Возвращаясь бегом домой мимо маленьких домиков, Джек думал: «Как странно, боже мой! Все оказалось наоборот. Она! Она!.. Это очень современно».
3
Бывший № 299 сидел у камина, зажав сигарету в улыбающихся губах. Перед ним стоял стакан. В камине потрескивали угли. Часы пробили одиннадцать. Бросив окурок в золу, он потянулся и встал. Поднялся по лестнице, открыл первую дверь. В комнате было темно. Послышался тихий голос:
— Филипп?
— Я.
Он повернул выключатель, вспыхнул свет. Его жена сидела в постели очень бледная. Она пролепетала:
— Сегодня? Ты непременно хочешь?..
Бывший № 299 подошел к кровати, губы его все улыбались, в глазах было голодное выражение.

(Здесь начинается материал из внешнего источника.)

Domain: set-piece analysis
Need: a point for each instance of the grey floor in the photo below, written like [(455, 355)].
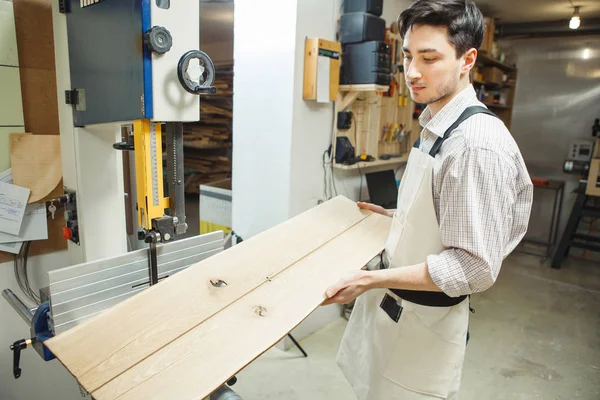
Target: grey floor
[(535, 335)]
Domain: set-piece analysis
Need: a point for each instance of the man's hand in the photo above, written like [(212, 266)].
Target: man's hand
[(349, 288), (375, 208)]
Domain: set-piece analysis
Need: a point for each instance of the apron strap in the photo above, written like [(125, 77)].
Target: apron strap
[(469, 112)]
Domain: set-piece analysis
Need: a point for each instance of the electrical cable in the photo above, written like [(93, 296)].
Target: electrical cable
[(34, 296), (325, 195), (19, 278), (358, 161)]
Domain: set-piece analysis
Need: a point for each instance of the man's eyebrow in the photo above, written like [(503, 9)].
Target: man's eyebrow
[(404, 49)]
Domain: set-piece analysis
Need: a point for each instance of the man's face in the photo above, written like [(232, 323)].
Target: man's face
[(430, 65)]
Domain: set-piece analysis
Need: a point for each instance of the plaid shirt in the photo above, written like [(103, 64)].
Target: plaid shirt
[(482, 196)]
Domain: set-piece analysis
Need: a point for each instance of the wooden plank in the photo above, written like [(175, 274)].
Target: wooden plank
[(106, 346), (201, 360)]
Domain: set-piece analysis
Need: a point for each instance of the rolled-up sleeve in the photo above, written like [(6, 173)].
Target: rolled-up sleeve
[(479, 221)]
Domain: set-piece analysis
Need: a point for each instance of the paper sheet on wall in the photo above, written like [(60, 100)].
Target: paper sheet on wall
[(323, 64), (13, 201), (34, 225)]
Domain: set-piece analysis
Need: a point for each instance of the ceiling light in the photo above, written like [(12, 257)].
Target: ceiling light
[(587, 54), (574, 23)]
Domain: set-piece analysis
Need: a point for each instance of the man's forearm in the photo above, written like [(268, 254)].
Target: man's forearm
[(414, 277)]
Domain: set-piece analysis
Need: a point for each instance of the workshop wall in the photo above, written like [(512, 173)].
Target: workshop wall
[(313, 122), (556, 102)]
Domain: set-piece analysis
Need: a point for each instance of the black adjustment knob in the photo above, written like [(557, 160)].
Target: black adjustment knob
[(158, 39)]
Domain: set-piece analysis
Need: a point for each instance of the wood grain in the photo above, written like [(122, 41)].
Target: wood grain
[(109, 344), (204, 358), (42, 173)]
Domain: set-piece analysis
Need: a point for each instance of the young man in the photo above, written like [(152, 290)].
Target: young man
[(463, 206)]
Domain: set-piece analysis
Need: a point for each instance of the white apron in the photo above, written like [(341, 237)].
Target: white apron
[(421, 355)]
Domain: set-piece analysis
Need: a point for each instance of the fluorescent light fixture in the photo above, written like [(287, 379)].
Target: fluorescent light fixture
[(575, 21)]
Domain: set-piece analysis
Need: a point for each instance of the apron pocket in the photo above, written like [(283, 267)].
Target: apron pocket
[(421, 360)]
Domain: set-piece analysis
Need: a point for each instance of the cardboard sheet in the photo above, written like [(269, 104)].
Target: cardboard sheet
[(42, 173), (185, 337)]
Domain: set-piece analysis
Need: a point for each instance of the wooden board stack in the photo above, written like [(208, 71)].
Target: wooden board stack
[(207, 143), (186, 336)]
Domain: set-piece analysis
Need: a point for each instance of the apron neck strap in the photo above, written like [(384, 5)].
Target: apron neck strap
[(469, 112)]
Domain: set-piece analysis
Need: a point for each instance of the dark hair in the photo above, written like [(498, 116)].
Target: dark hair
[(462, 18)]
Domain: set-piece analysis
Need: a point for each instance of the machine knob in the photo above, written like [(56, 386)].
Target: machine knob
[(198, 78), (67, 233), (158, 39)]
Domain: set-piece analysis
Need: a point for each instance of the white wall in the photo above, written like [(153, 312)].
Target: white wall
[(556, 101), (262, 105)]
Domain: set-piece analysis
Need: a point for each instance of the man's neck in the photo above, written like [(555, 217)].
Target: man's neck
[(438, 105)]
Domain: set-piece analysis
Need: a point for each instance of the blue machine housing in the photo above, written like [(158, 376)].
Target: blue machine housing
[(110, 66)]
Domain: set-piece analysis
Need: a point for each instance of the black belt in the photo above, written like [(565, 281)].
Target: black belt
[(425, 298)]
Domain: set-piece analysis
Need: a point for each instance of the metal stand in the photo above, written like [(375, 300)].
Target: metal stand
[(570, 237), (297, 345)]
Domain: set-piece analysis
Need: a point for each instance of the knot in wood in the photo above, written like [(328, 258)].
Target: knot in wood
[(260, 311)]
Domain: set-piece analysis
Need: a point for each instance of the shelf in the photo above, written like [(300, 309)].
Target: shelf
[(364, 88), (373, 164), (485, 59), (497, 105)]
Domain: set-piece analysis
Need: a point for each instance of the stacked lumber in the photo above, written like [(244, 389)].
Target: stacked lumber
[(207, 144)]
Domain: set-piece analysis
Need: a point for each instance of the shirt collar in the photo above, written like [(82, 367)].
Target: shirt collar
[(440, 122)]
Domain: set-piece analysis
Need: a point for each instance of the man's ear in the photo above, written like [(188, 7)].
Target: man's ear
[(468, 59)]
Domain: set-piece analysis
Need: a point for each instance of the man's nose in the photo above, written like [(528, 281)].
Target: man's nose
[(412, 73)]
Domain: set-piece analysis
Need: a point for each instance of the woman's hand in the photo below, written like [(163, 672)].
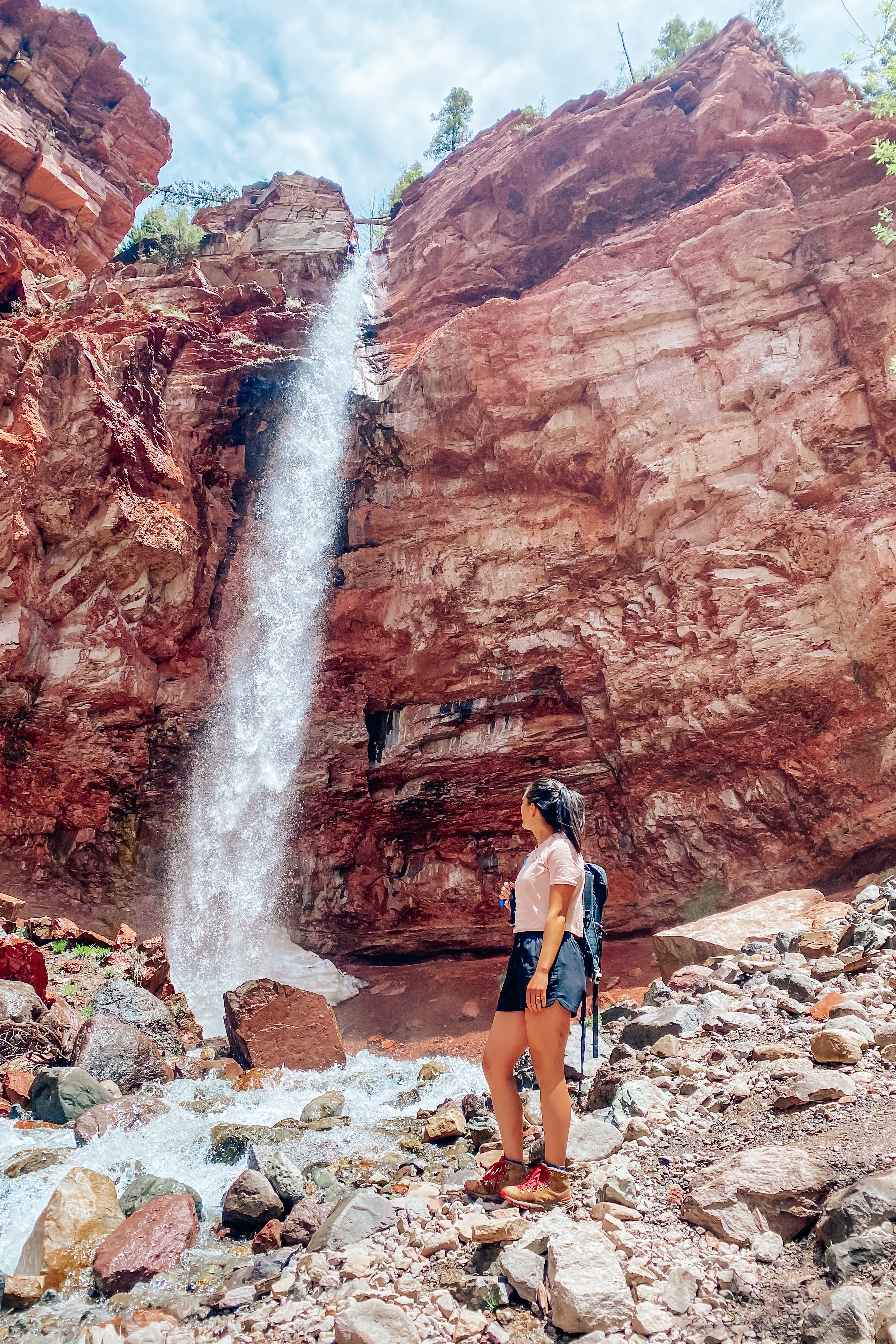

— Вовсе нет. В тюрьме приучают к воздержанию. Тебе сейчас противно?.. Пусть будет так. Спокойной ночи.
Голос из постели еле слышно отозвался:
— Филипп, ты меня прости. Но все это… так неожиданно… И я…
— Пустяки.
Он повернул выключатель, и свет погас. Дверь закрылась.
Три человека не могли уснуть в доме. Один спал. Те трое, что не спали, думали:
«Если бы только он дал нам повод пожалеть его! Если бы мы могли его полюбить! Его самообладание просто пугает и отталкивает. Оно неестественно. Ему бы следовало искать нашего сочувствия и сочувствовать нам. А он, кажется, ни к себе, ни к нам, ни к кому на свете ничего не чувствует. А что будет завтра? Разве можно теперь жить здесь? Сможем ли мы терпеть его присутствие в доме или поблизости? Он страшен!»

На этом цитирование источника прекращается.